Dear Perpe, while I write with all empathy, considering that you will have to face the vagaries of life as a wife, mother,, sister, aunt and social figure – all rolled into one, I further admonish that you should not go into coaching; lest you end up getting used and dumped like Uche Eucharia, Joy Nnenna Etim and Okunwa Igunbor-Showemimo – all esteemed women in the coaching trade, who have fallen to the unspoken verdict that coaching in Nigeria is for the men.

So, instead of you toiling and hunting for spoils in the ‘unthankable’ job of calling shots from the sidelines, , why not start a business, and it would be a delight for me seeing you invest in many or all of the aforementioned business ideas.

Furthermore, considering that you must become successful as a businesswoman after retirement, it would not be out of place to suggest that you should thinking about toeing the same line already taken by one of your benefactors, Honorable Ihuoma, who could willingly become your mentor, Godmother and advisor should you choose to go into politics – as I HOPE YOU WOULD.

Doing that would give you the chance to continue in your love for social development and you would also be able to contribute further to development of football (girls and boys), as the youth club you already sponsor at your community could transform into a non-governmental organization and empowerment camp to be known as Perpetua Nkwocha Football Foundation.
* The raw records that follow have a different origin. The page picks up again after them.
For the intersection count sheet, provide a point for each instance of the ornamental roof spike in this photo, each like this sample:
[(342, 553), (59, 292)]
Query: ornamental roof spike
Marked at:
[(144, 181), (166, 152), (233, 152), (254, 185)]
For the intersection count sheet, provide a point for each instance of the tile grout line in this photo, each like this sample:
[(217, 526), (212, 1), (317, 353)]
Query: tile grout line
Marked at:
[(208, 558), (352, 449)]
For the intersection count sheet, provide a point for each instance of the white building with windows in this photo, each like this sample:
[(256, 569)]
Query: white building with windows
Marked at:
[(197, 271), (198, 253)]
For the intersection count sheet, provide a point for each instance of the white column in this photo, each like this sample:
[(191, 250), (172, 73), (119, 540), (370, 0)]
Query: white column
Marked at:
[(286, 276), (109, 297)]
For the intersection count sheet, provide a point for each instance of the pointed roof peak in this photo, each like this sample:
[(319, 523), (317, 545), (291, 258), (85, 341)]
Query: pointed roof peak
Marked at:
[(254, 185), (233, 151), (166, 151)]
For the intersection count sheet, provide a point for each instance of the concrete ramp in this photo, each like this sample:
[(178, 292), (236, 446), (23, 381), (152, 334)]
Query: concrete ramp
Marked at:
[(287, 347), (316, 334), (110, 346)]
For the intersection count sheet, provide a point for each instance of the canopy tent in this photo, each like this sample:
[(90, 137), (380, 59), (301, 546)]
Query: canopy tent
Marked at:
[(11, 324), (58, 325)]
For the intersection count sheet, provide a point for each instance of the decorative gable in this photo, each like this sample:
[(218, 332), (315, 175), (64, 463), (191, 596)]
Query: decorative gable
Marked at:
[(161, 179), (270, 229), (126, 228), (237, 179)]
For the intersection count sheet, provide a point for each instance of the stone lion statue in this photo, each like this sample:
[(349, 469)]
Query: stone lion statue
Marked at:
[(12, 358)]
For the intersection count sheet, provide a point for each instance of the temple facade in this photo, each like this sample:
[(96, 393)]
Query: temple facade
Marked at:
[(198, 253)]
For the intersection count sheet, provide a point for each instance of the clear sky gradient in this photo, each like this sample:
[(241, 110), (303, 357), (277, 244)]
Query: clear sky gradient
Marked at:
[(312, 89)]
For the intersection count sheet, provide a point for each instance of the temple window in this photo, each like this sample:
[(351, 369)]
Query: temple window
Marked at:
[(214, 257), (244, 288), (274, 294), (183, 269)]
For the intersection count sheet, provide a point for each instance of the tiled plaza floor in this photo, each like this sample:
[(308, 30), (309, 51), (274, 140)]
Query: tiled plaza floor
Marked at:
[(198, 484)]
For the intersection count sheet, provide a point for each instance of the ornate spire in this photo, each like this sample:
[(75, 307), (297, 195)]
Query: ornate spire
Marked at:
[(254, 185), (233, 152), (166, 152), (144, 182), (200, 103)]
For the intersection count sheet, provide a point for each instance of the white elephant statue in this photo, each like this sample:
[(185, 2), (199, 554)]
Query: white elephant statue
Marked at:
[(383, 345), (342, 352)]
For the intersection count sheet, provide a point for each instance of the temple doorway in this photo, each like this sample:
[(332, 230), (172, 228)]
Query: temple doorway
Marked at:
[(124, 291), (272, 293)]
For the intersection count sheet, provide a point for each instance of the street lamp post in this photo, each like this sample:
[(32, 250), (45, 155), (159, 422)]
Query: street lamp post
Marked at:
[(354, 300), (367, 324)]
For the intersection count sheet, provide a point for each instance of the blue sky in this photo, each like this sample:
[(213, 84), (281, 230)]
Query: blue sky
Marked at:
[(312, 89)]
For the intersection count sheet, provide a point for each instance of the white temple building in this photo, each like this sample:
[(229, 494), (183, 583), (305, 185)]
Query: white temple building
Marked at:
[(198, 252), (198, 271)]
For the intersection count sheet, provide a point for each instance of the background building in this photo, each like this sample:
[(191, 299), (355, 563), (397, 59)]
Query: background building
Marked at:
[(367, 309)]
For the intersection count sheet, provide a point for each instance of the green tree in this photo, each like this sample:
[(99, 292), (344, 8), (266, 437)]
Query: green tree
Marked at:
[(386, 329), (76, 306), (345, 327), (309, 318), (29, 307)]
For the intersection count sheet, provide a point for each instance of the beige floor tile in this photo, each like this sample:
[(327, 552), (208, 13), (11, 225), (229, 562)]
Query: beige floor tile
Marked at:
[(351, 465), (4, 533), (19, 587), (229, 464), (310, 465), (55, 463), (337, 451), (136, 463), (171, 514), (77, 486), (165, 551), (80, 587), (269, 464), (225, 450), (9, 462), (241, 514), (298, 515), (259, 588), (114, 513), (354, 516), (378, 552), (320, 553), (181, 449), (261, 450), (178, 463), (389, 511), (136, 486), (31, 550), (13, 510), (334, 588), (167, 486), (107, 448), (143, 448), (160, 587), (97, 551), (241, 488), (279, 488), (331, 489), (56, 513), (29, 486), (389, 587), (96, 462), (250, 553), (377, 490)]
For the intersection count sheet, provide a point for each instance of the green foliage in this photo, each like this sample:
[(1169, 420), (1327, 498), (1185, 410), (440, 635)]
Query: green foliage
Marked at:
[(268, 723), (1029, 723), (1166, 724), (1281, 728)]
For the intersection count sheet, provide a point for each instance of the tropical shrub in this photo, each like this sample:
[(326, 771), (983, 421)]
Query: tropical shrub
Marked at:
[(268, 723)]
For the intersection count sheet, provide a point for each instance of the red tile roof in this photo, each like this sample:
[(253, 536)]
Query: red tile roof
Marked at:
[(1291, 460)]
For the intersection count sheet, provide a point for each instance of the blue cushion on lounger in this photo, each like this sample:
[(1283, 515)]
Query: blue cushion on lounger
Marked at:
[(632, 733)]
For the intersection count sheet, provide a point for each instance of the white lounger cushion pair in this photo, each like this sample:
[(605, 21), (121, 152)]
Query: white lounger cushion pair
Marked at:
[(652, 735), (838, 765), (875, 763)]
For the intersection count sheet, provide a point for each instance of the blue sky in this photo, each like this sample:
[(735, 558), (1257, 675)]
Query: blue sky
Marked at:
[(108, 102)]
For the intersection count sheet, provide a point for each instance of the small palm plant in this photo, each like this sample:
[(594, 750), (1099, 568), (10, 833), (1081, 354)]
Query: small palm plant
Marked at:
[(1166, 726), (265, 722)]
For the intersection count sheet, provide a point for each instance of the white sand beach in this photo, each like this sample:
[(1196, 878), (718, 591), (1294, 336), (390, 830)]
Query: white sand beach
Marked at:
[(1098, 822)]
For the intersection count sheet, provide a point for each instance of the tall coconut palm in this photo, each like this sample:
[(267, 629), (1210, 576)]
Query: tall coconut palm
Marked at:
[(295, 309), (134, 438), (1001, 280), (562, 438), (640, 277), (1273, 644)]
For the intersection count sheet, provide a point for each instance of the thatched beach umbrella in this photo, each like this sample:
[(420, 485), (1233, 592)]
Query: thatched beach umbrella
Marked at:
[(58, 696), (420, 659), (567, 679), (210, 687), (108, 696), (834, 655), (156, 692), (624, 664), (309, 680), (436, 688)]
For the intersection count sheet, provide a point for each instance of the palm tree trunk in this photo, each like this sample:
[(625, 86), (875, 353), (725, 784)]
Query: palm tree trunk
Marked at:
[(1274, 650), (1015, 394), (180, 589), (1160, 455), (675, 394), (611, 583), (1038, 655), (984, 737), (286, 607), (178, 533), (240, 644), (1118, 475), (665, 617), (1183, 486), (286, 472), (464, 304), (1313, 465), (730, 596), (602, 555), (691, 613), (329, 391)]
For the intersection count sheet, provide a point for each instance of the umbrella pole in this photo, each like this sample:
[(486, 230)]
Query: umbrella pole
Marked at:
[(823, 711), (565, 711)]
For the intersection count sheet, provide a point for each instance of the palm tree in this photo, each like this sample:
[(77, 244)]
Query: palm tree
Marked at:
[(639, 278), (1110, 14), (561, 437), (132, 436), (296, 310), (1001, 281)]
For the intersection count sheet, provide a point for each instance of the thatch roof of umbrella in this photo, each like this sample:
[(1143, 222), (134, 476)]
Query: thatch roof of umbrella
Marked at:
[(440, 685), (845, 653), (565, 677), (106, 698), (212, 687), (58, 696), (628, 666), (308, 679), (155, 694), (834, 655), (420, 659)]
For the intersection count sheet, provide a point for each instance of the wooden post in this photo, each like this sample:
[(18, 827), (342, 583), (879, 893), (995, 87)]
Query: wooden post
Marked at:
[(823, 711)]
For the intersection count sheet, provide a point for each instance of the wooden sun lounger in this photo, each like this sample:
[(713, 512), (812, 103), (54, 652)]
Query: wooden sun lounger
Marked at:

My dear sister, all you need is to throw your name round a little, get support from people like Ihuoma, Fan Ndubuoke, Victor Macdonald and the first lady of Imo State, while also involving your clubs in China and Sweden, who would all be ready to back you up as an ambassador that won the African Women’s Footballer of The Year award a record four times before quitting the game.

Once you take these steps I have outlined for you, I can bet you that, several years after your retirement, we will still see, hear, feel and even smell the impact of Perpetua Nkwocha through the spread and growth of business ventures, an endowment/trust fund, a football development project and lots, lots more all bearing your name.